Court Opinion

ID: 6014259
Source: CourtListenerOpinion
Date Created: 2022-01-13 11:09:01.875344+00
Date Added: 2024-06-11T08:50:29.007073
License: Public Domain

In an action to foreclose a mortgage, the plaintiff appeals from so much of an order of the Supreme Court, Westchester County (Donovan, J.), entered February 8, 1996, as denied that branch of its motion which was for leave to enter a deficiency judgment against the defendant and granted the defendant’s cross motion to vacate that portion of the judgment of foreclosure and sale which provided for the entry of a deficiency judgment.
Ordered that the order is affirmed insofar as appealed from, with costs.
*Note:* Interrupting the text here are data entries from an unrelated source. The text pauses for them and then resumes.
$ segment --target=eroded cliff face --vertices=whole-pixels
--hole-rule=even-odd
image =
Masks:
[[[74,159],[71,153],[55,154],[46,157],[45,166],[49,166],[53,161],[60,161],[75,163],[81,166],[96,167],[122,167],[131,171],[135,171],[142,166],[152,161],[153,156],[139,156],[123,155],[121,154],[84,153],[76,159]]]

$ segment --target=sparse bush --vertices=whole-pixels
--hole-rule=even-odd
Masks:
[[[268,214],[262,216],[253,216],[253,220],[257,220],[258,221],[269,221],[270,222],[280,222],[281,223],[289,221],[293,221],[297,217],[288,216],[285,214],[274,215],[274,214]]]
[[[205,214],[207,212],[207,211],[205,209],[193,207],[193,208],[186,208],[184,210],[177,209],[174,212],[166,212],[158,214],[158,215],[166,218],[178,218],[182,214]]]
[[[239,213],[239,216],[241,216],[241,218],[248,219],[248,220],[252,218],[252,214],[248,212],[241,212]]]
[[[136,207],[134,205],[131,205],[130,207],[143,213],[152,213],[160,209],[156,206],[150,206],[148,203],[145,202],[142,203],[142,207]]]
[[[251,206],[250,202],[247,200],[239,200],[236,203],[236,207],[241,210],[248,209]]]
The appellant contends that the court was without power or authority to vacate that portion of the judgment of foreclosure and sale which provided for the entry of a deficiency judgment, since the defendant failed to raise that issue at the time the foreclosure was litigated and failed to take an appeal from the judgment of foreclosure itself. The appellant is mistaken. It is a well-settled principle that a court has the inherent power to *545grant a motion to vacate its own judgment "for sufficient reason, in furtherance of justice” (Ladd v Stevenson, 112 NY 325, 332; Matter of Delfin A., 123 AD2d 318; McMahon v City of New York, 105 AD2d 101). Here the record demonstrates that the various loan documents, including the mortgages, limited the defendant’s personal liability, and required the banks which made the loans to elect their remedy upon default. As the banks opted to pursue foreclosure as their remedy, and as the title to the subject property was transferred to a new owner pursuant to the terms of the loans, the defendant is relieved from liability for any deficiency remaining after the sale of the subject property.
The appellant’s remaining contentions are without merit. Friedmann, J. P., Florio, McGinity and Luciano, JJ., concur.